Rector of the University of Talca
- In office 24 March 2010 – 4 May 2022
- Preceded by: Juan Antonio Rock
- Succeeded by: Carlos Torres
- In office 1991–2006
- Preceded by: Guillermo Monsalve
- Succeeded by: Juan Antonio Rock

Minister of Agriculture
- In office 11 March 2006 – 8 January 2008
- President: Michelle Bachelet
- Preceded by: Jaime Campos
- Succeeded by: Marigen Hornkohl

Ambassador of Chile to Germany
- In office 8 January 2008 – 11 March 2010
- Preceded by: Marigen Hornkohl
- Succeeded by: Jorge O'Ryan

Personal details
- Born: 25 September 1953 (age 72) Santiago, Chile
- Party: Christian Democratic
- Spouse: Clara Henríquez
- Children: Two
- Parent(s): Manuel Hipólito Rojas Acevedo Marta Victoria Marín
- Alma mater: University of Chile (BA); Technical University of Munich (MA);
- Occupation: Academic
- Profession: Veterinary medicine

= Álvaro Rojas =

Chilean politician, diplomat and academic

Álvaro Manuel Rojas Marín (born 9 May 1953) is a Chilean politician, diplomat and academic who served as the Minister of Agriculture from 2006 to 2008.

== Biography ==
He is the son of Manuel Rojas Acevedo and Marta Marín. He graduated from the German School of Santiago and later studied veterinary medicine at the University of Chile. Between 1972 and 1974, representing his political party, he served as president of the student association of his degree program.

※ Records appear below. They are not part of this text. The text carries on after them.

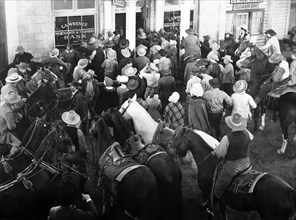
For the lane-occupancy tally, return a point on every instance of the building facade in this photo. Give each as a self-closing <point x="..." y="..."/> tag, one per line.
<point x="40" y="25"/>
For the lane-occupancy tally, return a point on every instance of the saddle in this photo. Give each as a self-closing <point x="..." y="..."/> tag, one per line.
<point x="245" y="182"/>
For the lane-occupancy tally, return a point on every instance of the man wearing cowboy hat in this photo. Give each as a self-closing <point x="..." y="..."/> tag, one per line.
<point x="235" y="149"/>
<point x="79" y="148"/>
<point x="272" y="45"/>
<point x="8" y="119"/>
<point x="191" y="44"/>
<point x="215" y="105"/>
<point x="78" y="103"/>
<point x="280" y="76"/>
<point x="227" y="75"/>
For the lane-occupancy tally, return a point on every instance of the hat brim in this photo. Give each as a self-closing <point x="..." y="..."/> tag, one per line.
<point x="235" y="127"/>
<point x="65" y="119"/>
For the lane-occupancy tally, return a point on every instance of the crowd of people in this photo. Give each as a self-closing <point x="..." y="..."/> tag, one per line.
<point x="104" y="72"/>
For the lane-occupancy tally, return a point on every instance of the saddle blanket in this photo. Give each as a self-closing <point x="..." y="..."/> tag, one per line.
<point x="115" y="164"/>
<point x="282" y="90"/>
<point x="245" y="183"/>
<point x="148" y="152"/>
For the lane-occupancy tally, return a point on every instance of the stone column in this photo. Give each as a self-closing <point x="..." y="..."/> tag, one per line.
<point x="131" y="22"/>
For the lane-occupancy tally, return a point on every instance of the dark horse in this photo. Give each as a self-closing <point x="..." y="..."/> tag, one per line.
<point x="166" y="171"/>
<point x="272" y="197"/>
<point x="137" y="192"/>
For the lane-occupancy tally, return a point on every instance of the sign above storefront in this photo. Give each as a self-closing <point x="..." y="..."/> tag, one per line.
<point x="245" y="1"/>
<point x="120" y="3"/>
<point x="245" y="6"/>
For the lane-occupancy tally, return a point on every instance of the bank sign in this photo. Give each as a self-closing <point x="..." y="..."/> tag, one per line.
<point x="245" y="1"/>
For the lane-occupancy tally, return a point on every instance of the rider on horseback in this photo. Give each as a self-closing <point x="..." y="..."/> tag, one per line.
<point x="280" y="76"/>
<point x="235" y="149"/>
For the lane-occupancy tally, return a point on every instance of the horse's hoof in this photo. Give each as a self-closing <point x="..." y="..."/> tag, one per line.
<point x="279" y="152"/>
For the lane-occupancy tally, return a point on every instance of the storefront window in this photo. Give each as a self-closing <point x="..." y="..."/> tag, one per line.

He taught macroeconomics, rural development, and agricultural economics at the same university and at other higher education institutions. He later obtained a doctorate in agricultural sciences from LMU Munich, Germany.

He received scholarships from the Konrad Adenauer Foundation and the Alexander von Humboldt Foundation, and has served as a consultant to the ECLAC and the FAO.

From 1991 to 2006, he served as rector of the University of Talca, a state-owned institution. Altogether, he has held the position for 25 non-consecutive years.

Between 2002 and 2004, he chaired the Association of Regional Universities.

==Political career==
Between 1994 and 1997, he chaired the Agricultural Innovation Council of the Ministry of Agriculture, and from 1997 to 2000 he served as national coordinator of the Chile–Germany Scientific Cooperation Program of Chile's Ministry of Foreign Affairs.

Michelle Bachelet appointed him Chilean ambassador to Germany. After completing his diplomatic assignment, he returned to Chile and was re-elected rector of the University of Talca for the 2010–2014 term The election was decided in the first round on 23 March, with Rojas receiving 62% of the vote, and again for the 2014–2018 term. The election was decided in the first round on 19 March, with Rojas receiving 77% of the vote as the sole candidate.

He has been married since 1977 to educator Clara Victoria Henríquez de la Jara, and they have two daughters, Carolina Fernanda and Francisca Catalina.

In 2022, he was elected Executive Director of CINDA (Centro Interuniversitario de Desarrollo, the Inter-University Development Center).